Five Steps to All A's

With midterms approaching, you’re likely already studying… or thinking about studying. Sometimes, it can be hard to motivate yourself to study, especially when there’s so much work to be done! It took me until I got into college to really understand how to “study smart.” Since I’m a senior and will soon leave the scholarly life behind, I’ve decided to pass on my foolproof, easy study method to you.

Step One: Make Quizlet Flashcards  

Whether you’re eco-friendly or just really love technology, Quizlet is the perfect way to study vocabulary! You may have used this website in middle or high school. If you aren’t familiar with Quizlet, it’s a free flashcard-making site. Just make an account and type up your flashcards—it’s super easy. You can add classes and study sets to organize your flashcards, and there are tons of ways to learn the information!  

Step Two: Use the Learn Feature

While you could play games like Gravity or flip through the cards on Quizlet, the Learn feature is the best way to memorize information quickly. Through Learn, you’ll be typing out answers or taking multiple choice questions. Your progress is recorded, including the terms you know for sure and the ones you’re shaky on. Even after you’ve reached 100% success, Learn still lets you run through those few terms that tripped you up. This feature is what makes Quizlet so much more useful than basic notecards!
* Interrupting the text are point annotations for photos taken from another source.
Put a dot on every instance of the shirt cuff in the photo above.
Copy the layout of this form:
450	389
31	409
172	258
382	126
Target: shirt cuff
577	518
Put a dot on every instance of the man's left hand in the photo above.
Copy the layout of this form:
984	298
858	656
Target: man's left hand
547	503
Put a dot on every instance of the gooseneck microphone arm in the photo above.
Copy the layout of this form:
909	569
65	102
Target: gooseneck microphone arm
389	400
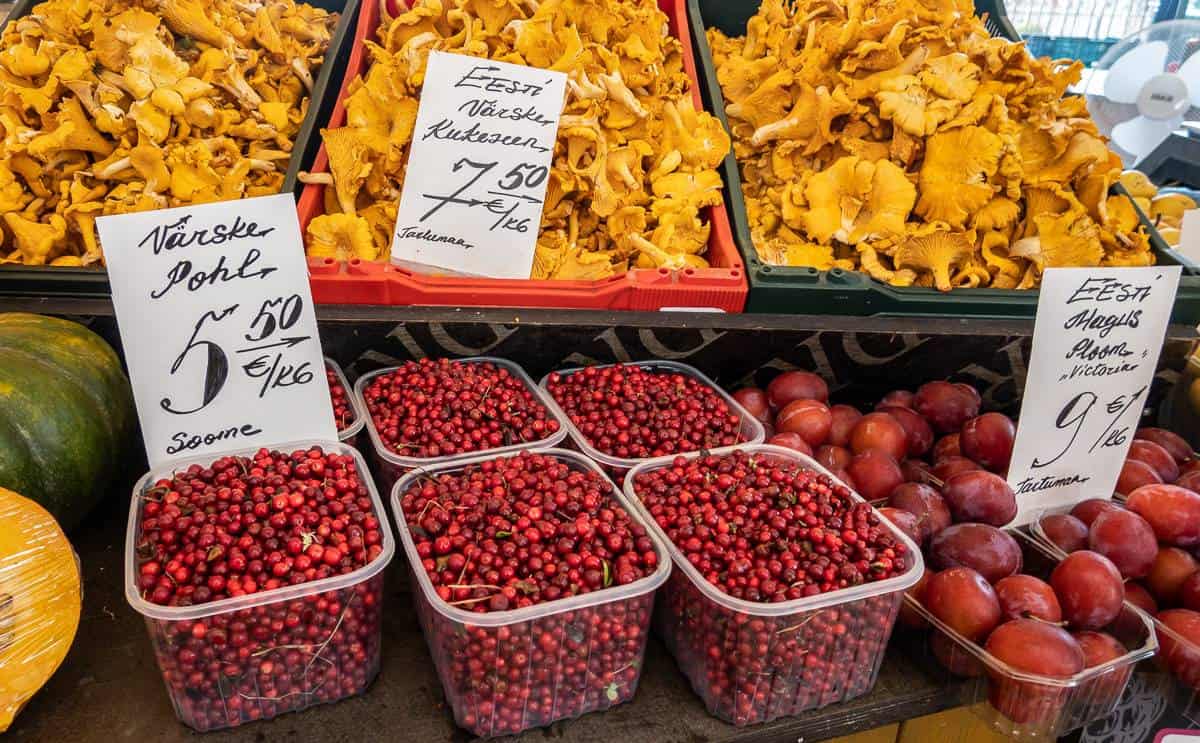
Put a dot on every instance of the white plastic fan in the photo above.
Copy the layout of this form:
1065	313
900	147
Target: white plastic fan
1146	85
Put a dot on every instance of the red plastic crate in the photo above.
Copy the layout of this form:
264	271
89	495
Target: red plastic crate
358	282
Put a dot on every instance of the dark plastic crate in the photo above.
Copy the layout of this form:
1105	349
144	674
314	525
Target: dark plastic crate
93	282
808	291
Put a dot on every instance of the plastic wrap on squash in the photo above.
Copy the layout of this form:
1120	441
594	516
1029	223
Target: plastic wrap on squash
40	600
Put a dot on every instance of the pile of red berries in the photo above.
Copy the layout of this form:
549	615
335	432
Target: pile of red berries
635	412
766	529
432	408
249	525
343	409
511	533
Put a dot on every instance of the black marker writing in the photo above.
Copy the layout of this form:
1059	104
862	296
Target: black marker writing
429	235
1108	289
196	279
490	108
448	130
185	441
1029	485
216	369
485	78
1096	319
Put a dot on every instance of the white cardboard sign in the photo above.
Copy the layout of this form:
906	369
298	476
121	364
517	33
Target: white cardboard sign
478	168
217	323
1096	346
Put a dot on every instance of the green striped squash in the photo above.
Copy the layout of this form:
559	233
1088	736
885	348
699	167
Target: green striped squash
66	413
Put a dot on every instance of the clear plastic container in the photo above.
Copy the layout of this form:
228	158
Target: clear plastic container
348	431
509	671
751	430
391	466
753	661
1023	705
262	678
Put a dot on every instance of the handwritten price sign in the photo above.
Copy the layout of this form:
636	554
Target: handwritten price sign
1096	346
219	328
479	167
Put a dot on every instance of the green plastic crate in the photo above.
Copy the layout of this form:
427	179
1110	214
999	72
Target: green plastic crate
807	291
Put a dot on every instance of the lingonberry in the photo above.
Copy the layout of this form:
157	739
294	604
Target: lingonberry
202	538
763	528
435	408
637	412
516	532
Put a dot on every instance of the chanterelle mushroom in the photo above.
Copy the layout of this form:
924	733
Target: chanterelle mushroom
630	139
Step Three: Make a Flowchart to Connect Ideas

While it’s great to memorize definitions on flashcards, context is equally important. What good is knowing what the endoplasmic reticulum is if you don’t know how it interacts with other organelles? I’m happy to introduce a solution—flowcharts. Using shapes as simple as circles and lines, you can connect ideas and painlessly diagram entire chapters of content. The flowchart also serves as a visual map that you can recall during exams. Have fun with your flowchart—use colors, doodles, and unique shapes to emphasize certain ideas or connections!
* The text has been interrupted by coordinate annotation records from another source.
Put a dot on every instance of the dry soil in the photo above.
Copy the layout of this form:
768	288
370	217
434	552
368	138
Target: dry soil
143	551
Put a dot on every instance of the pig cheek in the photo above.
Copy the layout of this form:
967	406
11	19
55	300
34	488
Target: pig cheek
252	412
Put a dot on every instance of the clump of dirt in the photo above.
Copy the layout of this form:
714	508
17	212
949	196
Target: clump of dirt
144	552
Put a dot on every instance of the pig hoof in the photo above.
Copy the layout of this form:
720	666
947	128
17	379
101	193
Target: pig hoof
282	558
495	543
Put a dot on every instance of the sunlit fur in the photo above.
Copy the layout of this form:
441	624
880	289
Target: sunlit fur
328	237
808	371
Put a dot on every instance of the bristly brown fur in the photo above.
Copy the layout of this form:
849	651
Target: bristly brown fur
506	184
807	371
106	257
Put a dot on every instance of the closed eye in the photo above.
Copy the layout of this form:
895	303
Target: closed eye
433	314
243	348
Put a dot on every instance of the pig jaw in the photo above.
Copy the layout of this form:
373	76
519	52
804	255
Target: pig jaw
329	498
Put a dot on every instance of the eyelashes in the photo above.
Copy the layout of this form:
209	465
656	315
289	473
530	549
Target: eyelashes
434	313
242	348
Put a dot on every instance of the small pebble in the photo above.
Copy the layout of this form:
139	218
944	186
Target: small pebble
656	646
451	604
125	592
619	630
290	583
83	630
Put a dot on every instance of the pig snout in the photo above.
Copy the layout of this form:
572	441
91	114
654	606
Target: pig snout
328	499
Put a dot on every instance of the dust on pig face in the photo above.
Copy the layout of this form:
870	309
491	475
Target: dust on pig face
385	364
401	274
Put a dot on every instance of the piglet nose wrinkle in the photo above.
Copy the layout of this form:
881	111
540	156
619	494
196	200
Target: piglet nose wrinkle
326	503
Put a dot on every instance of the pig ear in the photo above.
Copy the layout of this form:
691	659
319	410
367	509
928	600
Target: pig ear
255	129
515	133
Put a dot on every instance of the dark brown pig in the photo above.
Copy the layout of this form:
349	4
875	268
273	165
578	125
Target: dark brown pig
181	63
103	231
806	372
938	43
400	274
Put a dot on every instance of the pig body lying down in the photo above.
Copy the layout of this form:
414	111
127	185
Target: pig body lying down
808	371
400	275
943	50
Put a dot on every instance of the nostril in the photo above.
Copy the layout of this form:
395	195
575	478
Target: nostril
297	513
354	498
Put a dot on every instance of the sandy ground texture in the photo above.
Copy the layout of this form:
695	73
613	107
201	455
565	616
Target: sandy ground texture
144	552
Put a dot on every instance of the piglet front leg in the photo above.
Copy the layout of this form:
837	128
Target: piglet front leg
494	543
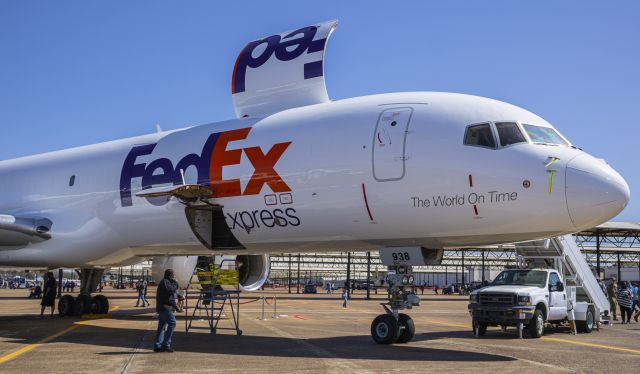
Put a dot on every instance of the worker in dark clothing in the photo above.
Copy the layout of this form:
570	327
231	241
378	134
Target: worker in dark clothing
165	305
49	294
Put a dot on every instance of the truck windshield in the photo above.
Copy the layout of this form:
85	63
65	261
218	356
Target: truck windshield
521	278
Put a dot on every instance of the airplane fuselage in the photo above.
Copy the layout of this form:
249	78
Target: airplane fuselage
354	174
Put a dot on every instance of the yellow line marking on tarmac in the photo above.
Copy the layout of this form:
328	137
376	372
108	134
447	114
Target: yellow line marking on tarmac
447	324
30	347
593	345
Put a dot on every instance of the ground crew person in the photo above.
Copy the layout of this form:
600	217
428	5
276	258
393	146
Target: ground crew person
613	300
165	305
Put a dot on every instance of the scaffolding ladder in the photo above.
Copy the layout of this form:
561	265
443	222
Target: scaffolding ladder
213	300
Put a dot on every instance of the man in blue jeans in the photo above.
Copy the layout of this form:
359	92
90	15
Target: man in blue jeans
165	304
Step 4: Write Out A Study Guide

This step is what has single-handedly saved my grade countless times. Using colorful pens and full sentences, write questions and answers on pieces of paper. For example, write “What is the endoplasmic reticulum?” with the key term colored or highlighted. Then, write the answer as, “The endoplasmic reticulum is an organelle that [insert scientific answer here].” Next, write, “What does the endoplasmic reticulum do?” and answer as a full sentence. While this process is time-consuming, it is ultimately one of the best ways to review material. There are three reasons why writing a study guide is so helpful. Firstly, writing information longhand is proven to help you remember it (hence why so many professors at E-town don’t allow laptops in the classroom). Secondly, being able to teach the information and put it into simple terms is a sign that you fully understand the material, and it’s great to reference later down the line during (gasp) finals. Finally, study guides are easy to review from. Just cover up the answers with a blank piece of paper and inch it down as you go!  

Step 5: Study Those Tricky Things Short-Term

At this point, you’re an endoplasmic reticulum expert. But for whatever reason, you just can’t remember all the different types of organelles. In cases like this, make a one-page cheat-sheet with all of the information that trips you up. For the hour or so before the exam, sit down and read that page over and over and over and over. Run through it out loud (even if you look crazy). Keep studying it up until the moment the professor says, “Clear your desks.” Then, on the back of the exam or on scratch paper, write out what you remember. Spill all of your short-term memory onto the paper and go to town from there.